COSC-4P82-Final-Project/lib/beagle-3.0.3/PACC/Util/Tokenizer.hpp

138 lines
5.1 KiB
C++

/*
* Portable Agile C++ Classes (PACC)
* Copyright (C) 2001-2003 by Marc Parizeau
* http://manitou.gel.ulaval.ca/~parizeau/PACC
*
* This library is free software; you can redistribute it and/or
* modify it under the terms of the GNU Lesser General Public
* License as published by the Free Software Foundation; either
* version 2.1 of the License, or (at your option) any later version.
*
* This library is distributed in the hope that it will be useful,
* but WITHOUT ANY WARRANTY; without even the implied warranty of
* MERCHANTABILITY or FITNESS FOR A PARTICULAR PURPOSE. See the GNU
* Lesser General Public License for more details.
*
* You should have received a copy of the GNU Lesser General Public
* License along with this library; if not, write to the Free Software
* Foundation, Inc., 59 Temple Place, Suite 330, Boston, MA 02111-1307 USA
*
* Contact:
* Laboratoire de Vision et Systemes Numeriques
* Departement de genie electrique et de genie informatique
* Universite Laval, Quebec, Canada, G1K 7P4
* http://vision.gel.ulaval.ca
*
*/
/*!
* \file PACC/Util/Tokenizer.hpp
* \brief Class definition for the input stream tokenizer.
* \author Marc Parizeau, Laboratoire de vision et systèmes numériques, Université Laval
* $Revision: 1.6.2.1 $
* $Date: 2007/09/10 18:24:10 $
*/
#ifndef PACC_Tokenizer_hpp_
#define PACC_Tokenizer_hpp_
#include <istream>
#include <string>
#include <stack>
namespace PACC {
using namespace std;
/*! \brief Input stream tokenizer
\author Marc Parizeau, Laboratoire de vision et syst&egrave;mes num&eacute;riques, Universit&eacute; Laval
\ingroup Util
\ingroup XML
This class is for tokenizing an input stream. Tokens are either strings of characters seperated by white space, or special single-characters. By default, there are no special single-character tokens, and white space characters are spaces, tabs, cariage returns, and line-feeds. But these can be changed using method Tokenizer::setDelimiters. For instance, if "a" and "d" are single character tokens, then string "abcd" will be tokenized in "a"+"bc" + "d".

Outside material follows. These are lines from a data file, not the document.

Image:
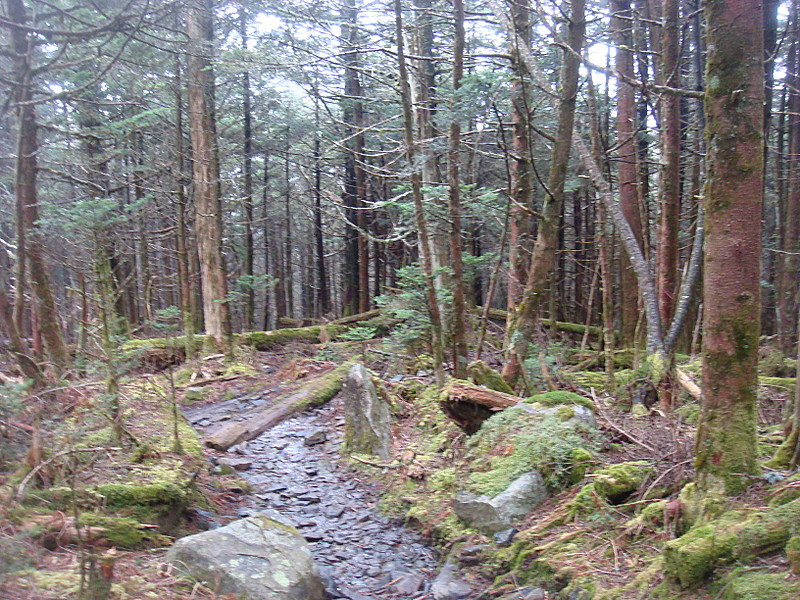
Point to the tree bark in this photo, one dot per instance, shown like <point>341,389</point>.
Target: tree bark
<point>247,200</point>
<point>437,342</point>
<point>458,326</point>
<point>25,187</point>
<point>208,204</point>
<point>726,436</point>
<point>542,263</point>
<point>670,189</point>
<point>627,170</point>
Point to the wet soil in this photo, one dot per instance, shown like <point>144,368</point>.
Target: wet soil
<point>294,469</point>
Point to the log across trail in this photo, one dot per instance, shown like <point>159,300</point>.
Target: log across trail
<point>314,393</point>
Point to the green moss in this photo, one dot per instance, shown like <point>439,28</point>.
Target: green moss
<point>560,397</point>
<point>734,536</point>
<point>518,442</point>
<point>581,460</point>
<point>482,374</point>
<point>690,412</point>
<point>127,494</point>
<point>757,585</point>
<point>618,481</point>
<point>783,456</point>
<point>123,532</point>
<point>784,383</point>
<point>793,553</point>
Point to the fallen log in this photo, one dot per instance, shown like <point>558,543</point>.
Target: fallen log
<point>314,393</point>
<point>498,314</point>
<point>470,405</point>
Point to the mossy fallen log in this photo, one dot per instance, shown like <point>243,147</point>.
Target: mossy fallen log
<point>689,559</point>
<point>265,340</point>
<point>314,393</point>
<point>498,314</point>
<point>470,405</point>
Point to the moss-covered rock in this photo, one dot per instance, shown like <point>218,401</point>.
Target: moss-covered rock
<point>518,441</point>
<point>793,554</point>
<point>559,398</point>
<point>734,536</point>
<point>617,482</point>
<point>757,585</point>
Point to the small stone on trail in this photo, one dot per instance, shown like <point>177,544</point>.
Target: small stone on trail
<point>504,538</point>
<point>407,583</point>
<point>333,512</point>
<point>317,436</point>
<point>240,464</point>
<point>448,585</point>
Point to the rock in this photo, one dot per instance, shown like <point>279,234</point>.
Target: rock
<point>240,464</point>
<point>448,585</point>
<point>407,584</point>
<point>367,417</point>
<point>257,558</point>
<point>505,537</point>
<point>317,436</point>
<point>527,594</point>
<point>505,509</point>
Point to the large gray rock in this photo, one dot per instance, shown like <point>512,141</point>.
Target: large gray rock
<point>367,425</point>
<point>258,558</point>
<point>491,515</point>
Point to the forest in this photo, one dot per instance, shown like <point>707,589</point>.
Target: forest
<point>515,284</point>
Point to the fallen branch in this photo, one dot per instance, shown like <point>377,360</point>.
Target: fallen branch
<point>605,421</point>
<point>49,461</point>
<point>209,381</point>
<point>373,463</point>
<point>689,385</point>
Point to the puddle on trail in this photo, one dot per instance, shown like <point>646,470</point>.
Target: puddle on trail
<point>362,554</point>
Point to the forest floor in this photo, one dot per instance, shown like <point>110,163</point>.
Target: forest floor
<point>606,548</point>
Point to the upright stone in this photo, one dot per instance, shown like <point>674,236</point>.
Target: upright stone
<point>367,419</point>
<point>258,558</point>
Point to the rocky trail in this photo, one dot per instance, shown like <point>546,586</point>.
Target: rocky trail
<point>294,470</point>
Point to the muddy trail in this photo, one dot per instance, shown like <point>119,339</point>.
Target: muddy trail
<point>294,470</point>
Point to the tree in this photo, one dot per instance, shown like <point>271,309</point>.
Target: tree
<point>205,163</point>
<point>726,436</point>
<point>30,243</point>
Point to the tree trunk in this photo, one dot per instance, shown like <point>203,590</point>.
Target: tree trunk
<point>181,231</point>
<point>416,192</point>
<point>247,200</point>
<point>726,435</point>
<point>25,188</point>
<point>627,170</point>
<point>521,184</point>
<point>208,204</point>
<point>458,327</point>
<point>543,259</point>
<point>670,189</point>
<point>790,242</point>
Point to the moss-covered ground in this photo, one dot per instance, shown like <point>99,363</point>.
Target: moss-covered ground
<point>619,509</point>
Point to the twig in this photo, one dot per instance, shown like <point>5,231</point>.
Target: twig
<point>609,423</point>
<point>203,382</point>
<point>39,467</point>
<point>373,464</point>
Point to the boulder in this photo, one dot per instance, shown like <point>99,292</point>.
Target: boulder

By default, the tokenizer uses an internal read buffer to accelerate the parse of the stream (up to 4x). The buffer size can be specified in the object constructor (default=1024) or set by method Tokenizer::setBufferSize. A buffer size of 0 actually disactivate the use of the internal buffer.
*/
class Tokenizer {
public:
//! Construct a default tokenizer with no input stream.

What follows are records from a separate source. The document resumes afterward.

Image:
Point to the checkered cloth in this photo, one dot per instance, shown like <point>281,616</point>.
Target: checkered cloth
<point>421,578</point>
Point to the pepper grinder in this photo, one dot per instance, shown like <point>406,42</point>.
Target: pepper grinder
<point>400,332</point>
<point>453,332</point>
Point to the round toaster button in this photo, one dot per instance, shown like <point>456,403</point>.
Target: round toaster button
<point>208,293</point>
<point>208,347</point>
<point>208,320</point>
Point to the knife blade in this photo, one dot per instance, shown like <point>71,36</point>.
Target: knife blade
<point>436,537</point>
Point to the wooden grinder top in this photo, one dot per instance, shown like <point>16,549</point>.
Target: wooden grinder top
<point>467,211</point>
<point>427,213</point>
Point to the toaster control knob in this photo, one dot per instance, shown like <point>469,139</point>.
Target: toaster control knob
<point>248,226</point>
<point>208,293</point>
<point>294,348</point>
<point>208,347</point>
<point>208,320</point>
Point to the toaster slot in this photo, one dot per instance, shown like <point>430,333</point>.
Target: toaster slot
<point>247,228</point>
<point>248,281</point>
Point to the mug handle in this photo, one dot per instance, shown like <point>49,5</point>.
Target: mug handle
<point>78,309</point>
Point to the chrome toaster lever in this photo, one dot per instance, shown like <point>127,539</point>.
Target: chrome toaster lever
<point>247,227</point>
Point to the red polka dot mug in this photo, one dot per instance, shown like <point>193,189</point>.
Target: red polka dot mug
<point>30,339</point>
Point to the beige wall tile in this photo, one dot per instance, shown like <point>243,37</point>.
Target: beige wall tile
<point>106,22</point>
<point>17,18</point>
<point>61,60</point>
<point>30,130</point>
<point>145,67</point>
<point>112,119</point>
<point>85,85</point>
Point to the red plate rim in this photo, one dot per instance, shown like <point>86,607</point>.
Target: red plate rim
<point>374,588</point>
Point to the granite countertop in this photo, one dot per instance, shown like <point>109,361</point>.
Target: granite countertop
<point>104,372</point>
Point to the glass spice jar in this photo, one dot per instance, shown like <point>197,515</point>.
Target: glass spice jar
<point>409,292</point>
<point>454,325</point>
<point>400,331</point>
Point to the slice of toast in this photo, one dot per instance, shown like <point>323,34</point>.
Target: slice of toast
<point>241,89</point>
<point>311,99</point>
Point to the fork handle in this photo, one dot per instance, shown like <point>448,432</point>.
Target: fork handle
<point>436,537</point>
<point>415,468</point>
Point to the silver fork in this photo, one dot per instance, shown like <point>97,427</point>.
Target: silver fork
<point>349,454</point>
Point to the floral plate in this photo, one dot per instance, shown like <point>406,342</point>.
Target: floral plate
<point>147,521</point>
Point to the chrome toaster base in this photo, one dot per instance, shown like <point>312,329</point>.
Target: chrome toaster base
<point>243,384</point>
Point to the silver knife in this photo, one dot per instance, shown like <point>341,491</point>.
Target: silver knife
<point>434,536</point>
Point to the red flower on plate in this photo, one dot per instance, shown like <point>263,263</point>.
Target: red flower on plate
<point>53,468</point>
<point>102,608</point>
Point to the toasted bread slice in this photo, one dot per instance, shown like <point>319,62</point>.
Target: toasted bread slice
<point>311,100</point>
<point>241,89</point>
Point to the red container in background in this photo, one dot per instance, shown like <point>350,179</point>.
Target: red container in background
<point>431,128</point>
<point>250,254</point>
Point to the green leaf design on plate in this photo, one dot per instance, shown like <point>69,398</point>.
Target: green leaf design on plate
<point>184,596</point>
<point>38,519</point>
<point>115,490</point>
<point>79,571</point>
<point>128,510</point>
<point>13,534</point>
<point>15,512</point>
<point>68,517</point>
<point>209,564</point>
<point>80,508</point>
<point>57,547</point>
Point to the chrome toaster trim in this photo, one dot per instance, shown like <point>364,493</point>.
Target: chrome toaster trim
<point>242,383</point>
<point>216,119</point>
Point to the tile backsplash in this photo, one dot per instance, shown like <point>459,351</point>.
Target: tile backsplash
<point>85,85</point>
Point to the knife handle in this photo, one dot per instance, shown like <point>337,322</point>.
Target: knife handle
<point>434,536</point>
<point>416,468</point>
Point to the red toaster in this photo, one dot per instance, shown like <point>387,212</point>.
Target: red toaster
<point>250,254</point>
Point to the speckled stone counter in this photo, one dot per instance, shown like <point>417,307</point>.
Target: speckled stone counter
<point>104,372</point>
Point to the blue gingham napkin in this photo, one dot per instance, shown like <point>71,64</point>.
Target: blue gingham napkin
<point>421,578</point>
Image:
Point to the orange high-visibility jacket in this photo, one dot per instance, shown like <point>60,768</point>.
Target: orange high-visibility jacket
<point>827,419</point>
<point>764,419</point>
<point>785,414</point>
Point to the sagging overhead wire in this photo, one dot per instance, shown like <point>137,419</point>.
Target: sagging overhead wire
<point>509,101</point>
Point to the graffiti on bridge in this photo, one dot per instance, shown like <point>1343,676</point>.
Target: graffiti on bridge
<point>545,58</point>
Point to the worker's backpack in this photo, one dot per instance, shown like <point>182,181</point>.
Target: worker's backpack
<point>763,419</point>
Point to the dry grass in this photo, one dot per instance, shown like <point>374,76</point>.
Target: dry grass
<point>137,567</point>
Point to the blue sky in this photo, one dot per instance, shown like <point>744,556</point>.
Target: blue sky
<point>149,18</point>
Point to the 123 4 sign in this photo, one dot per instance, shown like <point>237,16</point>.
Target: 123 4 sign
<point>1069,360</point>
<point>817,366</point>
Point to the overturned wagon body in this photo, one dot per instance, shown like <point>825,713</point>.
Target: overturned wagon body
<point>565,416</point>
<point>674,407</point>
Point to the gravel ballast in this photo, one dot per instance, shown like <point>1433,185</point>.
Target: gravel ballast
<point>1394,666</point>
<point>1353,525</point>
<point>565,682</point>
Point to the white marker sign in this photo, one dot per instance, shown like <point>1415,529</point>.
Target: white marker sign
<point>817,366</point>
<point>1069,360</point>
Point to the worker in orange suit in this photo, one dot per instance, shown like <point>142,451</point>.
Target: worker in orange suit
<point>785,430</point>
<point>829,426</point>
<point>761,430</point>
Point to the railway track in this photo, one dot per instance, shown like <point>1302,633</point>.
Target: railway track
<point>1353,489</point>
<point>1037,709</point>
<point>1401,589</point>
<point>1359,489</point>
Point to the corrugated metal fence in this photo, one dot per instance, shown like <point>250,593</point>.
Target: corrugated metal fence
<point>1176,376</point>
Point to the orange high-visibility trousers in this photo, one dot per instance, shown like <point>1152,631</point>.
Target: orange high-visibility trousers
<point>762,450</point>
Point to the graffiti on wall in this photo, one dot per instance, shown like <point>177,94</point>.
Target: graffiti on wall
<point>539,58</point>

Tokenizer(unsigned int inBufSize=1024);
//! Construct a tokenizer with input stream \c inStream.
Tokenizer(istream& inStream, unsigned int inBufSize=1024);
//! Delete tokenizer.
~Tokenizer(void);
//! Parse next token of default input stream.
string getNextToken(void);
//! Parse next token of default input stream.
bool getNextToken(string& outToken);
//! Return the next character from the default input stream.
int peekNextChar(void);
//! Put back token \c inToken.
void putbackToken(const string& inToken);
//! Return the current line number.
unsigned int getLineNumber(void) {return mLine;}
//! Return the name of the current input stream.
const string& getStreamName(void) const {return mName;}
//! Return the current single character delimiters.
string getSingleCharTokens(void) const;
//! Return the current white space delimiters.
string getWhiteSpace(void) const;
//! Set the size of the internal read buffer to size \c inSize.
void setBufferSize(unsigned int inSize);
//! Set the white space delimiters to the characters of \c inWhiteSpace, and the single character delimiters to those of \c inToken.
void setDelimiters(const string& inWhiteSpace, const string& inTokens);
//! Set the current line number to \c inLine.
void setLineNumber(unsigned int inLine) {mLine = inLine;}
//! Set the input stream to \c inStream.
void setStream(istream& inStream);
//! Set the name of the current input stream to \c inName.
void setStreamName(const string& inName) {mName = inName;}
protected:
enum delimiters {eWhiteSpace=1, eSingleChar};
unsigned int mLine; //!< Current line number.
string mName; //!< Name of default input stream.
istream* mStream; //!< Default input stream.
char mDelimiters[256]; //!< Single character tokens.
char* mBuffer; //!< Input read buffer.
unsigned int mBufSize; //!< Size of the input read buffer.
char* mBufPtr; //!< Pointer to next character in the read buffer.
unsigned int mBufCount; //!< Number of characters left in the read buffer.
stack<string> mTokens; //!< Stack of putback tokens.
//! Fill the input read buffer
inline unsigned int fillBuffer(void) {
mBufCount = mStream->readsome(mBufPtr=mBuffer, mBufSize);
if(mBufCount == 0) {
// in case of console input, wait for the next character
mStream->read(mBuffer, 1);
mBufCount = mStream->gcount();
}
return mBufCount;
}
private:
Tokenizer(const Tokenizer&); // disable copy-constructor
Tokenizer& operator=(const Tokenizer&); // disable asignment operator
};
} // end of PACC namespace
#endif // PACC_Tokenizer_hpp_